Eine rückwirkende Vorstellung ist also nur als Ausnahme und unter ganz bestuimmten Bedingungen möglich. Erstens muss ein besonderes Interesse vorliegen und zweitens muss glaubhaft gemacht werden, dass für den entsprechenden Zeitraum der Vergangenheit die Teilhabe wegen der Einschränkungen wesentlich beeinträchtigt war.

Worauf müssen Sie achten?

Wenn Sie fordern, rückwirkend einen Grad der Behinderung anzuerkennen, dann muss dieser mindestens so gut belegt sein wie ein gegenwärtiger Grad der Behinderung. Sie benötigen also aussagekräftige medizinische Befunde, ärztliche Gutachten und Atteste, die beweisen oder zumindest stark darauf hindeuten, dass Sie in der Vergangenheit durch die Einschränkung an der gesellschaftlichen Teilhabe beeinträchtigt waren.

Zudem müssen Sie ein besonderes Interesse nachweisen.

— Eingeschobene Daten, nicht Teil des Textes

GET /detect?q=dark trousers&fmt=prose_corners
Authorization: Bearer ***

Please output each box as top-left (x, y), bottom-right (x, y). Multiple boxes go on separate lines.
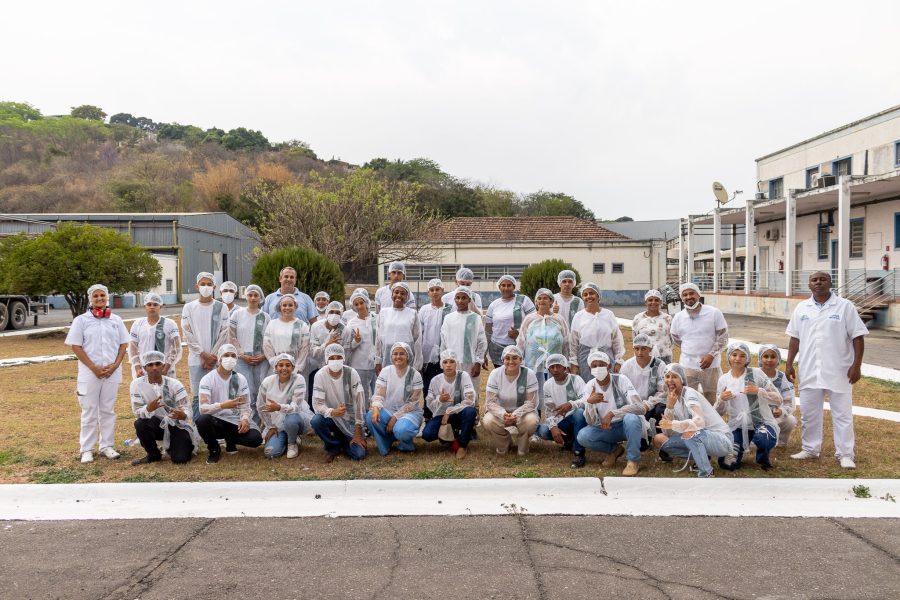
top-left (197, 415), bottom-right (262, 453)
top-left (134, 417), bottom-right (194, 465)
top-left (422, 406), bottom-right (478, 448)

Der Paragraf 152 des Sozialgesetzbuches IX sagt deutlich: „Wenn ein besonderes Interesse glaubhaft gemacht wird, kann auf Antrag ein Grad der Behinderung oder gesundheitliche Merkmale (Merkzeichen) bereits zu einem früheren Zeitpunkt festgestellt werden.“

Mit anderen Worten: Das besondere Interesse ist sogar die Voraussetzung, um überhaupt zu prüfen, ob in der Vergangenheit ein Grad der Behinderung vorlag.

Was bedeutet besonderes Interesse?

Besonderes Interesse bedeutet wesentliche finanzielle und rechtliche Vorteile durch die rückwirkende Anerkennung. Das kann der Zugang zur abschlagsfreien Rente für schwerbehinderte Menschen sein, die Zuerkennung eines Pauschbetrags, sowie Einkommens- und Steuervergünstigungen.

Entscheidend ist dabei etwas, das in diesem Fall nicht zutraf. Diese Vorteile müssen ganz konkret durch eine rückwirkende Feststellung des Grades der Behinderung in Betracht kommen.